И на шестой год премьерства в театре, сыграв царя Берендея, «двух баронов» — в «На дне» и «Трех сестрах», Юлия Цезаря, создав другие незабываемые образы, в то время когда имена Шаляпин и Качалов были символами равной значимости, он сомневался в доподлинности своей славы. Неудовлетворенность собой доходила у него до страха разоблачения.
Это нисколько не преувеличение!
В начале 1906 года петербургские друзья Качалова стали уговаривать его перейти в труппу императорского Александрийского театра. Для любого актера это было пределом мечтаний. Еще бы: звание артиста императорского театра считалось очень почетным. А почету сопутствовал солидный оклад. Удовлетворенное тщеславие и обеспеченность — соблазны извечные. Мало кто устоит перед их неодолимой, завлекательной силой.
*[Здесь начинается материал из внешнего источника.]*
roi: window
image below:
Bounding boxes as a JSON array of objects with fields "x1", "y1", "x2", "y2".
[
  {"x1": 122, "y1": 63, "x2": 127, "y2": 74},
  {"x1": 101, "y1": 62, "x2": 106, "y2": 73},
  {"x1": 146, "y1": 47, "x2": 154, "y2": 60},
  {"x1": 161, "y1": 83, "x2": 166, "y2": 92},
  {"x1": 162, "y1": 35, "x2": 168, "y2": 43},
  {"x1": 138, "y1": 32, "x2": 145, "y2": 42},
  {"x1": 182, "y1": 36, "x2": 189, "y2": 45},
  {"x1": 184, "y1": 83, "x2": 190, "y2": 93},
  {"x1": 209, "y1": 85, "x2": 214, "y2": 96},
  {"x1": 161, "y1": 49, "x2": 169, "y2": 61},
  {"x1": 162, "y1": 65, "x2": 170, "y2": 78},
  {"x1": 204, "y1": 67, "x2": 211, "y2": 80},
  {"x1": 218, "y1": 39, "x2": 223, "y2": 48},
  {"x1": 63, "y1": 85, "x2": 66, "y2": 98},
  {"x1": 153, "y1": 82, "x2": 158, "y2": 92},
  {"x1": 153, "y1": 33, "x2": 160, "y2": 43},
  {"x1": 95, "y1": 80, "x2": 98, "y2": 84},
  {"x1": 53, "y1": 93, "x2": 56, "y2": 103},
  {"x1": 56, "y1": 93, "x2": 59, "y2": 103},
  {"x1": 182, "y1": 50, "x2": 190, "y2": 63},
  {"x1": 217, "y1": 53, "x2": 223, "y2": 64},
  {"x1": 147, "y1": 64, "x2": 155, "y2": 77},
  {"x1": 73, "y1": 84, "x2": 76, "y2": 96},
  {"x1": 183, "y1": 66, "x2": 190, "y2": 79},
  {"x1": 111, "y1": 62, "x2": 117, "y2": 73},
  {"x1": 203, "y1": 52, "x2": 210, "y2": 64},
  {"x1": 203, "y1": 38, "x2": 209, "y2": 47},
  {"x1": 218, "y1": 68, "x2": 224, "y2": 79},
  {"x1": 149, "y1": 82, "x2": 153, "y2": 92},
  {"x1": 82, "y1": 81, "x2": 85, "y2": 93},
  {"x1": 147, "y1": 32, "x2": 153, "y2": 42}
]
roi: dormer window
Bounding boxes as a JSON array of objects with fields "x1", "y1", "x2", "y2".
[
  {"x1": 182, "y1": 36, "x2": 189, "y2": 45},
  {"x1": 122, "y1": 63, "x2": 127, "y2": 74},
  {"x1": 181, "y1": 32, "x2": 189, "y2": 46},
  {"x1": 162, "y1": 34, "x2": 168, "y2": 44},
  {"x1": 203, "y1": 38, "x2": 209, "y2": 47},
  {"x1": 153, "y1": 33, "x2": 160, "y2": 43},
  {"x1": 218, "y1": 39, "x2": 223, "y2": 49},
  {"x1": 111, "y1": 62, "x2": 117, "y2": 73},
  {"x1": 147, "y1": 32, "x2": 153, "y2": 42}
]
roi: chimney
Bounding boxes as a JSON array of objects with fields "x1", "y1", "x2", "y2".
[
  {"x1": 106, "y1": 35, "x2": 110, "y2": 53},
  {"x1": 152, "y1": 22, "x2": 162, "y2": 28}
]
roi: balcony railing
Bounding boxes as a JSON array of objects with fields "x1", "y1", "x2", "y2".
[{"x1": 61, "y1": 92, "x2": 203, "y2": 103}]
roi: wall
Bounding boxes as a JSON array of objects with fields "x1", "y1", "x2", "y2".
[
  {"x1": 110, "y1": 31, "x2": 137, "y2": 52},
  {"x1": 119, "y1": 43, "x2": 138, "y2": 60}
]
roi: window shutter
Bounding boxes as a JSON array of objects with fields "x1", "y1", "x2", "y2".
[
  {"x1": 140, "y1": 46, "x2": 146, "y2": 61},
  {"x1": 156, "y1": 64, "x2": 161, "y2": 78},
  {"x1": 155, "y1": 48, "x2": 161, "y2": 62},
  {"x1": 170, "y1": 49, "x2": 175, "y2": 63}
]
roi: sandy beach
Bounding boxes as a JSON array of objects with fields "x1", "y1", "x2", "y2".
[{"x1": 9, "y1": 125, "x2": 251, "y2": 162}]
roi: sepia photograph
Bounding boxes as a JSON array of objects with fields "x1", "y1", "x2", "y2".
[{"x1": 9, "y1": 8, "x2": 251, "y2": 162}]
Вот ответ Качалова другу, мечтавшему видеть его артистом императорского театра. Ответ, похожий на исповедь: «Скажу тебе со всей откровенностью: не могу решиться перейти в Александринку, и причина одна — я не верю в себя. Ты скажешь — старая история. Может бить, но это чистая правда. Все мое «положение» здесь и успех, по глубокому моему убеждению, основаны на счастливой случайности, а затем уже продолжают существовать обычным гипнозом, надолго ли хватит этого гипноза, я не знаю, но пока он еще действует — я не в силах сам от него отказаться. Пойми меня как следует: положение свое я занял незаслуженно, не по праву, но в то же время оно дает мне такие «приятности», от которых отказаться мне очень трудно. Приятности эти, конечно, мелкие, то есть приятное щекотание дешевого самолюбия (дешевого, потому что веры-то нет в себя) и деньги. Я так малодушен, что отказаться от этих благ не хочется, и так не верю в себя, что не могу позволить себе сделать над собой опыт, так как уверен, что ценою такого опыта, то есть перехода в другой театр, я, безусловно, потеряю все, чем пользуюсь теперь, — наплевать, что незаслуженно. Вот если меня выпрут отсюда или просто если я почувствую, что успех мой здесь совсем пошел на убыль, тогда я, конечно, попробую постучаться в другой театр.